## Additional tutorial on deep learning with PyTorch

This notebook consists of a tutorial on some common deep learning operations with PyTorch.
This tutorial completely optional, and not graded.
However it introduces different concepts which can be useful for the exercise 5.
Thus we highly recommend going through this tutorial.
Additionally, we provide different skeleton functions for training deep networks and show how to use them in this tutorial.
Feel free to reuse this code for your exercise.

In [None]:
import sys
from pathlib import Path

from google.colab import drive
drive.mount('/content/drive')

In [None]:
iacv_path = 'MyDrive/BMIC/iacv/hs23_ex_wip/ex5/solution' # TODO set this

env_path = Path('/content/drive/') / iacv_path
# Add the handout folder to python paths
if env_path not in sys.path:
    sys.path.append(str(env_path))

### Step 1: Define the model
For our tutorial, we will be using a toy model `ToyNet` that is defined in the Python cell below. Note that defining a PyTorch network consists of two main steps. Firstly, in the `__init__`  function, we define the different layers that the network has. Secondly, the `forward` function defines how an input to the network is processed by the different layers.
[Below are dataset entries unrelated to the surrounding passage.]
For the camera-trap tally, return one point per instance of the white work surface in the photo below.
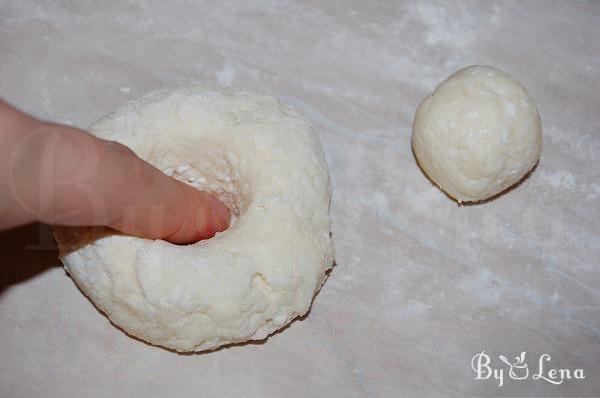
(421, 284)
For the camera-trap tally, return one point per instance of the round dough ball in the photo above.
(477, 134)
(262, 159)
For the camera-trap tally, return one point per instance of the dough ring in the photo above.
(262, 159)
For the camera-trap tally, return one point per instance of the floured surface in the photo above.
(420, 285)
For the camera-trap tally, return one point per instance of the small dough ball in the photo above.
(477, 134)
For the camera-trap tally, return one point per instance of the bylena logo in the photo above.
(519, 369)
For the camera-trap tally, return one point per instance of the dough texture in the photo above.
(262, 159)
(477, 134)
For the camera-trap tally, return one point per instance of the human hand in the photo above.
(65, 176)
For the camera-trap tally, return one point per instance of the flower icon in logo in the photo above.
(518, 370)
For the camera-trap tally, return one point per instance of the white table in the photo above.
(421, 285)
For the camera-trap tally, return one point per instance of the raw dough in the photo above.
(477, 134)
(262, 159)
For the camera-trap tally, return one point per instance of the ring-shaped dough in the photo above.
(262, 159)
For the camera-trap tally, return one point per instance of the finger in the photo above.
(82, 180)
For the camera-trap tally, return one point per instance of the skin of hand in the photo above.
(65, 176)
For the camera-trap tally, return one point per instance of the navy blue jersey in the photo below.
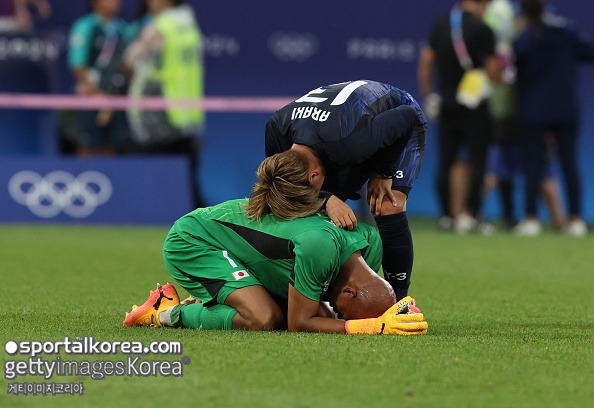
(357, 128)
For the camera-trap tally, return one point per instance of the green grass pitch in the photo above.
(510, 325)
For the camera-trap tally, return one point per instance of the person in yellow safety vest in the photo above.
(166, 60)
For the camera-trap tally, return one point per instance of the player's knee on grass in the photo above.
(388, 208)
(256, 310)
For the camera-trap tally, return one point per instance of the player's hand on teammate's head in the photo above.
(341, 213)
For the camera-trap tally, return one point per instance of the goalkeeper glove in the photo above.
(395, 320)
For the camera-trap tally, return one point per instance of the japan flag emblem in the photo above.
(240, 275)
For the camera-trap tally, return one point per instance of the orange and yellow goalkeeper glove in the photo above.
(395, 320)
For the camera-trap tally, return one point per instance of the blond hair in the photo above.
(283, 188)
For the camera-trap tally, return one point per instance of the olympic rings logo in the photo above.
(60, 191)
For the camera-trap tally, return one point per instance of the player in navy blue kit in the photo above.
(356, 132)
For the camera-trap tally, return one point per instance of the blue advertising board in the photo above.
(133, 190)
(286, 49)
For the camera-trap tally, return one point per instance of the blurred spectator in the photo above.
(548, 52)
(97, 42)
(141, 18)
(166, 60)
(503, 157)
(463, 49)
(15, 15)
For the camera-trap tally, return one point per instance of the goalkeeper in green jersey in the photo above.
(271, 262)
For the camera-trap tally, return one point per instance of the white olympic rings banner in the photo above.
(60, 191)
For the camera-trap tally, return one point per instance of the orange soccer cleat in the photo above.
(160, 299)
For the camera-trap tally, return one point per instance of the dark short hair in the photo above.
(533, 9)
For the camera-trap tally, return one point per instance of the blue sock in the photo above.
(398, 251)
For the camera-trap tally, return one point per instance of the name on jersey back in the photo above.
(311, 112)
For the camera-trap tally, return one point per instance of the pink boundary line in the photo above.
(209, 104)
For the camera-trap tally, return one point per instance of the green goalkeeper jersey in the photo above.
(305, 252)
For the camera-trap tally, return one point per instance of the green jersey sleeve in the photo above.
(317, 262)
(319, 254)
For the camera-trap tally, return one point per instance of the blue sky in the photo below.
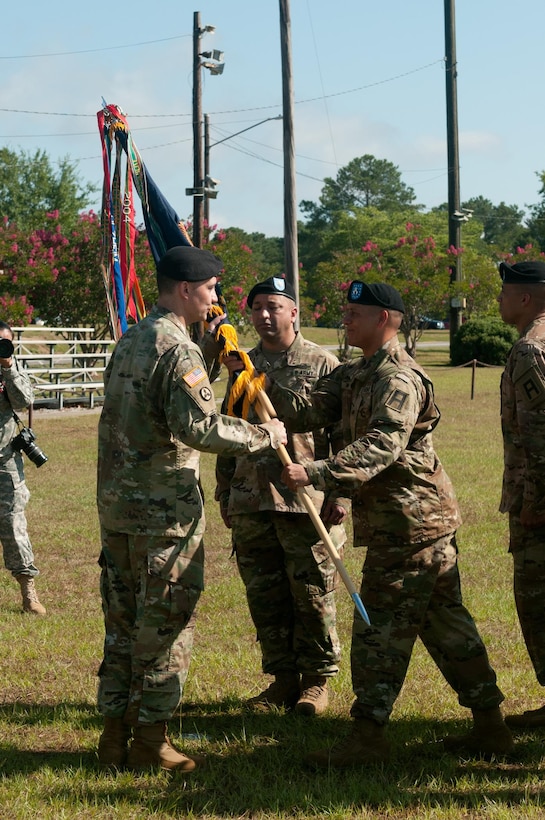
(368, 79)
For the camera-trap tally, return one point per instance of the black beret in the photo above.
(276, 285)
(523, 273)
(188, 264)
(376, 294)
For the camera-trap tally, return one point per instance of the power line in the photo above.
(91, 50)
(240, 110)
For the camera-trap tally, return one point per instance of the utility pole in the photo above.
(198, 169)
(291, 255)
(455, 216)
(206, 169)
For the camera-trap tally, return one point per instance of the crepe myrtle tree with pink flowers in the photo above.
(56, 275)
(418, 269)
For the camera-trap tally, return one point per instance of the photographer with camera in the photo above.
(15, 394)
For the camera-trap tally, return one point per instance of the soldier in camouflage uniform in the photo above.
(522, 304)
(288, 574)
(405, 512)
(15, 394)
(159, 411)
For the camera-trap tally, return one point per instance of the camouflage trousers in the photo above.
(528, 550)
(409, 595)
(14, 496)
(290, 581)
(149, 587)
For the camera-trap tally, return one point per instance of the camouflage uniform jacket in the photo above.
(523, 422)
(16, 393)
(251, 482)
(400, 491)
(159, 410)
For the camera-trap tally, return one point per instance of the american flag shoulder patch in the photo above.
(194, 376)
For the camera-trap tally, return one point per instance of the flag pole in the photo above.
(266, 412)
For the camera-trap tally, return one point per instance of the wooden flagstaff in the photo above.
(266, 412)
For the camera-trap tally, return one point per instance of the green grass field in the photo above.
(49, 725)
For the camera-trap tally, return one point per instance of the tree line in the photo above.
(365, 224)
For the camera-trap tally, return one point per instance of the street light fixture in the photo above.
(213, 62)
(210, 183)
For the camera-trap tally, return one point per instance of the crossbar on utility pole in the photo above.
(198, 169)
(291, 253)
(453, 160)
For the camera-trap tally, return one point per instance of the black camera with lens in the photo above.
(24, 442)
(6, 348)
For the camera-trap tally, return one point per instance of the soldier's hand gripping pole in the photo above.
(266, 411)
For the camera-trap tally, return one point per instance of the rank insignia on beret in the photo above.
(356, 289)
(397, 399)
(193, 377)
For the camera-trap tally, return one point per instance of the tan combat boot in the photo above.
(367, 743)
(314, 697)
(30, 596)
(151, 747)
(489, 735)
(283, 692)
(113, 743)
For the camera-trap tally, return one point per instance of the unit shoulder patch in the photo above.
(194, 376)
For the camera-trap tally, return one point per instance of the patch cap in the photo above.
(376, 293)
(275, 285)
(523, 273)
(185, 263)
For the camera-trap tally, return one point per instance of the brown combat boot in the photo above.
(113, 743)
(367, 743)
(151, 747)
(489, 735)
(283, 692)
(30, 596)
(530, 719)
(313, 699)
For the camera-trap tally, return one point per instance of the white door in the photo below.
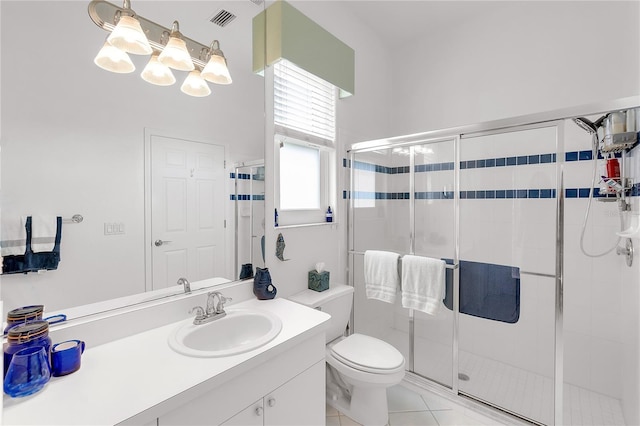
(187, 210)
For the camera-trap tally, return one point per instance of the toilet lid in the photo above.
(368, 354)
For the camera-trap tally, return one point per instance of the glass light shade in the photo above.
(194, 85)
(157, 73)
(128, 36)
(176, 56)
(112, 59)
(216, 70)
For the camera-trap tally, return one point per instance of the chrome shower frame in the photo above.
(553, 118)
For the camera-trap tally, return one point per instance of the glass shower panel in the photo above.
(507, 270)
(434, 237)
(380, 219)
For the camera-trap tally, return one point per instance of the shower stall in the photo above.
(497, 202)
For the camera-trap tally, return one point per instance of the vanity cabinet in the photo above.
(288, 389)
(294, 403)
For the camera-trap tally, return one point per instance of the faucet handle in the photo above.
(221, 301)
(199, 312)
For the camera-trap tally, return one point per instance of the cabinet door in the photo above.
(300, 401)
(253, 415)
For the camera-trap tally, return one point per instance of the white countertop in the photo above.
(123, 378)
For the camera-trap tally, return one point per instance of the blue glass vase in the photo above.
(28, 372)
(263, 288)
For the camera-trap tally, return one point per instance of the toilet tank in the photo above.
(336, 301)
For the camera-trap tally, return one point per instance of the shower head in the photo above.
(586, 125)
(589, 126)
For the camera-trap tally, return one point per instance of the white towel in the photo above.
(423, 281)
(43, 233)
(14, 237)
(381, 275)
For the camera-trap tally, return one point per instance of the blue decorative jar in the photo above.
(30, 334)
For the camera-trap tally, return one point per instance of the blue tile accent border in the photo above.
(486, 194)
(521, 160)
(247, 197)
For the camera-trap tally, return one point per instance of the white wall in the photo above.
(79, 132)
(522, 58)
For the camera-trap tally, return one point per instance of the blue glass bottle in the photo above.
(30, 334)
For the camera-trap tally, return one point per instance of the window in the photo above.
(300, 177)
(305, 125)
(304, 105)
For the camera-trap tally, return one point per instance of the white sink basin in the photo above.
(241, 330)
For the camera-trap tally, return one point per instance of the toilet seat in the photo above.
(368, 354)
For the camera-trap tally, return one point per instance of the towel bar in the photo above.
(448, 266)
(76, 218)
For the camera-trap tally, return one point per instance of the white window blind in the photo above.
(304, 105)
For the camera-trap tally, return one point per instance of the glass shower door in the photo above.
(507, 273)
(379, 221)
(434, 218)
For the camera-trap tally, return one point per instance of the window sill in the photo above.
(305, 225)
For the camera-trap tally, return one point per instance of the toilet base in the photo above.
(367, 406)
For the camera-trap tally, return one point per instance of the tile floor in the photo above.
(418, 408)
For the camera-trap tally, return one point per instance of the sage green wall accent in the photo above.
(293, 36)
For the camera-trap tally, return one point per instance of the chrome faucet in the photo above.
(216, 309)
(213, 311)
(186, 284)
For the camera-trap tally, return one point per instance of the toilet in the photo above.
(360, 368)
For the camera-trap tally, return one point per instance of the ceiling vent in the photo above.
(222, 17)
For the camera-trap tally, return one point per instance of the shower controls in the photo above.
(617, 142)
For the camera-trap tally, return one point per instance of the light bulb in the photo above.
(112, 59)
(128, 36)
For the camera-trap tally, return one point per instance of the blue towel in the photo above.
(486, 291)
(34, 262)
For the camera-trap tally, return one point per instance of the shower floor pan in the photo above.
(525, 393)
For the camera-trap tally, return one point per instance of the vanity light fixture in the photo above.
(216, 70)
(131, 33)
(175, 54)
(112, 59)
(128, 35)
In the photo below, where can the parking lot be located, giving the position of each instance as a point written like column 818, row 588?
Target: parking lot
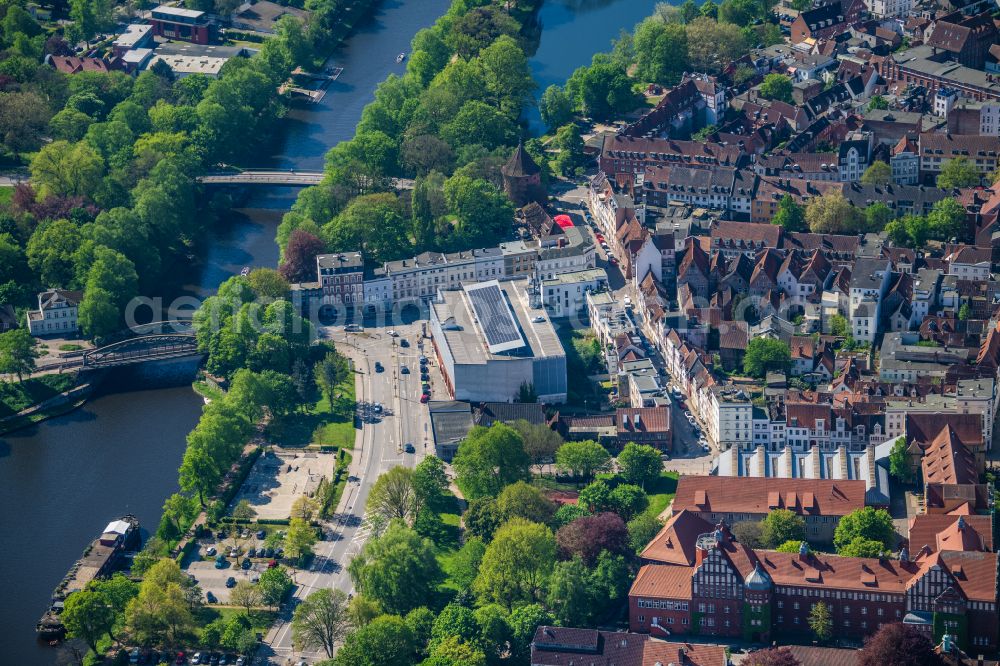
column 278, row 479
column 213, row 580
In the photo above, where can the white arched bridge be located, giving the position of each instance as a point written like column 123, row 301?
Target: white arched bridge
column 155, row 347
column 279, row 178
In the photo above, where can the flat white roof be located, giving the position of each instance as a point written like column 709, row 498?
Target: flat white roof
column 133, row 33
column 178, row 11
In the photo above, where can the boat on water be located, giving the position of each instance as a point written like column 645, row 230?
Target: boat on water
column 101, row 558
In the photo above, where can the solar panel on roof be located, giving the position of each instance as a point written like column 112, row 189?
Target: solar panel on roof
column 495, row 317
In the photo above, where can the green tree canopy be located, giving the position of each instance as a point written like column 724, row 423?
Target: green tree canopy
column 765, row 354
column 489, row 459
column 397, row 569
column 516, row 563
column 868, row 523
column 583, row 459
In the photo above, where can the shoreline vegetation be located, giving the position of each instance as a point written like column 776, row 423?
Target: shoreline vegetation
column 156, row 134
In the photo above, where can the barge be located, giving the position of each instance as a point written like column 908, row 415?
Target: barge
column 101, row 558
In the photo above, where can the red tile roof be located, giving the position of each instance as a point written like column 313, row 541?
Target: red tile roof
column 816, row 497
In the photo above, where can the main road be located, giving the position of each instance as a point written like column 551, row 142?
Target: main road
column 378, row 447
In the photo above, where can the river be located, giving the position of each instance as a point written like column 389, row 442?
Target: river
column 62, row 480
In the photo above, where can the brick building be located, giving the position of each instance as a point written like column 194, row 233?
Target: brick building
column 820, row 502
column 712, row 585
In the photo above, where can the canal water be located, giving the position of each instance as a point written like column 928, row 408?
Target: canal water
column 63, row 480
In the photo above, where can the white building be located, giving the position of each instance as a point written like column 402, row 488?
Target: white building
column 729, row 417
column 491, row 342
column 56, row 314
column 566, row 294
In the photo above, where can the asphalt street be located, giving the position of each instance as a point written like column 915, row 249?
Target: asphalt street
column 379, row 447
We call the process of passing the input through the network layers as 'forward pass' through the model.

In [None]:
# Example Toy Model

import torch
from torch import nn
import torch.nn.functional as F

class ToyNet(nn.Module):

    # model initialization
    def __init__(self, input_size=(10,), num_classes=10):
        super(ToyNet, self).__init__()
        input_size = input_size[0]
        self.lin1 = nn.Linear(input_size, 100)
        self.lin2 = nn.Linear(100, 100)
        self.lin3 = nn.Linear(100, num_classes)

    # model forward pass
    def forward(self, x):
        x = self.lin1(x)
        x = F.relu(x)
        x = self.lin2(x)
        x = F.relu(x)
        x = self.lin3(x)
        return x

model = ToyNet()

### Step 2: Summarizing a Model

You can learn about a PyTorch neural network `model` using various methods. The standard method for printing a summary of a model on PyTorch is `print(model)`. You can also use an external library such as `torchsummary` to obtain a more detailed summary.

In [None]:
from torchsummary import summary

print(">>>>> print(model):")
print(model)

print("\n\n>>>>> Torch-Summary:")
summary(model=model, input_size=(10,))

The output of the `print` function shows us that the `model` has three sub-modules, namely `lin1`, `lin2`, and `lin3`, each of which is a `Linear` layer.

Additionally, the output of `torchsummary` also tells us the size of the model, as well as the number of parameters in the model that are learned, i.e. updated during the backpropagation process. Currently, we see that all the parameters in the model will be trained.

### Step 3: Extending a model

After learning about a given model, you can change the model according to your needs. For example, you can add or remove a layer in the model, or modify an existing layer.  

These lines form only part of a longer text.